La Nuvola Nera venne a ghermirmi.
Saio di raso, su cavallo di ferro.
Di notte, in silenzio, a fruscio
ti attraversa nel petto
e vedi e rivivi e capisci.
Allo strappo ovattato e forzato,
sfilato dal sonno, mi cingo
di un tuo sottile capello:
resisto, resiste, resisto.
Ho visto il nero, non il buio.
Il buio verrà: straziante.
Rendimi all’ora quell’oncia di luce
che il mio amore innocente ti regalò,
che la speranza di te volle accendere!
vista
rendimi l’amore che ti ho dato,
non il mio, però,
ma il tuo
e fammi nuovo
nello scambio del dono.
Si, va bene, lo so che è un po’ criptica, prometto che non lo faccio più.
Però in realtà (e sembrerà una contraddizione) sto descrivendo un sogno fatto, un reale sogno, (ossimoro?).
Sapete, descrivere sogni è veramente difficile, i miei poi!

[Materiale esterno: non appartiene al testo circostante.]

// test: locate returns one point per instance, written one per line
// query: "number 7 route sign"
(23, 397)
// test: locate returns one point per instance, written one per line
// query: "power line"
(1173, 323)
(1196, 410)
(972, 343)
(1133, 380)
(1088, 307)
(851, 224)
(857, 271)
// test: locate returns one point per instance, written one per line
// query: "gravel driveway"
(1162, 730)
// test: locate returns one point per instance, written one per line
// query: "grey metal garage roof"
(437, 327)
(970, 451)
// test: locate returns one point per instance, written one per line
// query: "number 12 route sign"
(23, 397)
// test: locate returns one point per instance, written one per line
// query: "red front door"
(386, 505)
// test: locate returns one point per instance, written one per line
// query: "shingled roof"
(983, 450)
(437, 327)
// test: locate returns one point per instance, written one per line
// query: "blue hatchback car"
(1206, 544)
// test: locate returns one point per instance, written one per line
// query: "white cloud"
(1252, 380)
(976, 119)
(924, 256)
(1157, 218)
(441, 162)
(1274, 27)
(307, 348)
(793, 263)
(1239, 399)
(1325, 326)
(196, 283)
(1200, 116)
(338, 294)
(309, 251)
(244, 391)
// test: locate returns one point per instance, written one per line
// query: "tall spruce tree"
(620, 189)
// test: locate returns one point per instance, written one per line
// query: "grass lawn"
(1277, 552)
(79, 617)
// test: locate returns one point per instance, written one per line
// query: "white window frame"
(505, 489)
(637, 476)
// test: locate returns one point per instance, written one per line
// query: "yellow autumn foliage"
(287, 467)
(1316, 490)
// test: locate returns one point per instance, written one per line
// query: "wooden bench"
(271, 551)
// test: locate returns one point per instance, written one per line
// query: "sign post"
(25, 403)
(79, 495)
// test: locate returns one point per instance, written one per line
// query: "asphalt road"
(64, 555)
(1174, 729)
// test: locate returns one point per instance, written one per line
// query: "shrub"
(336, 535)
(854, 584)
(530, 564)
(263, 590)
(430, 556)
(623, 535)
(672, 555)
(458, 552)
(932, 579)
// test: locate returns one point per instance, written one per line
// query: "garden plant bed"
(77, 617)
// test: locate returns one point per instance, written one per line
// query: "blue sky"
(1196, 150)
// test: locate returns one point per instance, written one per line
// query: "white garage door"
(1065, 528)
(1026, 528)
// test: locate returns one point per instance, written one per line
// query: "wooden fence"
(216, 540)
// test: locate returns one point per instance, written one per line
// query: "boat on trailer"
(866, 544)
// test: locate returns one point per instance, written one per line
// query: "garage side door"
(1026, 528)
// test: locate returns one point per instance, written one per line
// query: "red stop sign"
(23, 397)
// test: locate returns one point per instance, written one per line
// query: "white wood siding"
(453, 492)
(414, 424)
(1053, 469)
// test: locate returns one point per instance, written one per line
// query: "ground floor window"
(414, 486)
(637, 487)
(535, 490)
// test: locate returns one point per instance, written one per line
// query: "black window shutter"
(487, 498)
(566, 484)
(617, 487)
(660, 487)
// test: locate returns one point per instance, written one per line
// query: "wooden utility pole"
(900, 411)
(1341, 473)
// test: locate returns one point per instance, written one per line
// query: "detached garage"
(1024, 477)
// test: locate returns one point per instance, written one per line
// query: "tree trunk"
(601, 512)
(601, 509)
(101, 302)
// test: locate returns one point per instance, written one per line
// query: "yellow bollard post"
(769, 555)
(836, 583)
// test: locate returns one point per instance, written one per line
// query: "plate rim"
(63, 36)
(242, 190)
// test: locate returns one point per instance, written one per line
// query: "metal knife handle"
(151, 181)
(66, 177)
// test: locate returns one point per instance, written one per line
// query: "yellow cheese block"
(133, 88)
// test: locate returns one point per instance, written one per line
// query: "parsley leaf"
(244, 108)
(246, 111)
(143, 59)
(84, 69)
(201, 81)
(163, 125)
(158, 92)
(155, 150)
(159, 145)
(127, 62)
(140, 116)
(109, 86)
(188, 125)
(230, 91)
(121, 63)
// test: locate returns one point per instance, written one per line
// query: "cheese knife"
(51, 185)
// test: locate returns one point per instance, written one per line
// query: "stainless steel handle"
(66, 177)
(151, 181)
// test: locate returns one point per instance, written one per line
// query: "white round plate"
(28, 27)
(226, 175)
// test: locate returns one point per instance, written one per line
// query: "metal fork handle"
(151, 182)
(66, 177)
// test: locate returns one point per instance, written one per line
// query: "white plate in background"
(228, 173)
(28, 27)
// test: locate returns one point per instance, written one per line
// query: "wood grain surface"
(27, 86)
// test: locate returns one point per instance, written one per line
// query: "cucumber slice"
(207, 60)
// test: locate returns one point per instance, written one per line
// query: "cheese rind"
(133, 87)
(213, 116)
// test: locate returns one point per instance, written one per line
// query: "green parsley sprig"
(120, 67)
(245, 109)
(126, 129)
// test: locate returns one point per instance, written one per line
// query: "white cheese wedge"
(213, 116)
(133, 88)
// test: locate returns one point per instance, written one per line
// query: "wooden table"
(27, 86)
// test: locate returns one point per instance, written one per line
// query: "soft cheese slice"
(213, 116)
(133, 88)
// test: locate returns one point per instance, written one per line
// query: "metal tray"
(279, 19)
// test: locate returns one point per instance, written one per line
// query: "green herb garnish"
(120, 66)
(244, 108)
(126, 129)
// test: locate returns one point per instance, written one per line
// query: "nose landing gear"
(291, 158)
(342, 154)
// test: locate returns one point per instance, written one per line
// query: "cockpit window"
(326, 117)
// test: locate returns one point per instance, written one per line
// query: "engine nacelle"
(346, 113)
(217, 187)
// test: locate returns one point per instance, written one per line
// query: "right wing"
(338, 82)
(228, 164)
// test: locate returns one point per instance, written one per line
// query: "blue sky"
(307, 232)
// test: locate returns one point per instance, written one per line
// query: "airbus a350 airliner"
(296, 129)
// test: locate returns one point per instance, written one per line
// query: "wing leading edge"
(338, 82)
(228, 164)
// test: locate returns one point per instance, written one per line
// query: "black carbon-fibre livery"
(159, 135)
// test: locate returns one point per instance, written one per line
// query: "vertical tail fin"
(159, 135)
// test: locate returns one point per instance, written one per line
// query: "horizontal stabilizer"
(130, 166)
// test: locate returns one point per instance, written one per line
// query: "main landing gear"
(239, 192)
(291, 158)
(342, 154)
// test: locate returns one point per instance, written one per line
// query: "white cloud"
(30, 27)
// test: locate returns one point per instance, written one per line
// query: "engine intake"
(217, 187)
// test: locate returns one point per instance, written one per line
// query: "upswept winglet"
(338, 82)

Ci ho provato, come no!, ma dalla penna, neppure scuotendola e minacciandola, uscivano le necessarie parole, credo che avessero avuto paura pure loro.
Soprattutto udivo dalla penna proteste ‘vibrate’ contro la descrizione di Nuvola Nera, si proprio di ‘quella’ signora, che per un attimo mi aveva attraversato il petto e scompigliato i capelli col rivolo d’aria mossa al passaggio.
Cercherò di convincere la mia antica penna (è stilografica, sapete! eh si, regalatami dal mio maestro al termine della quinta elementare) a scrivere racconti, a non aver paura finché starà con me.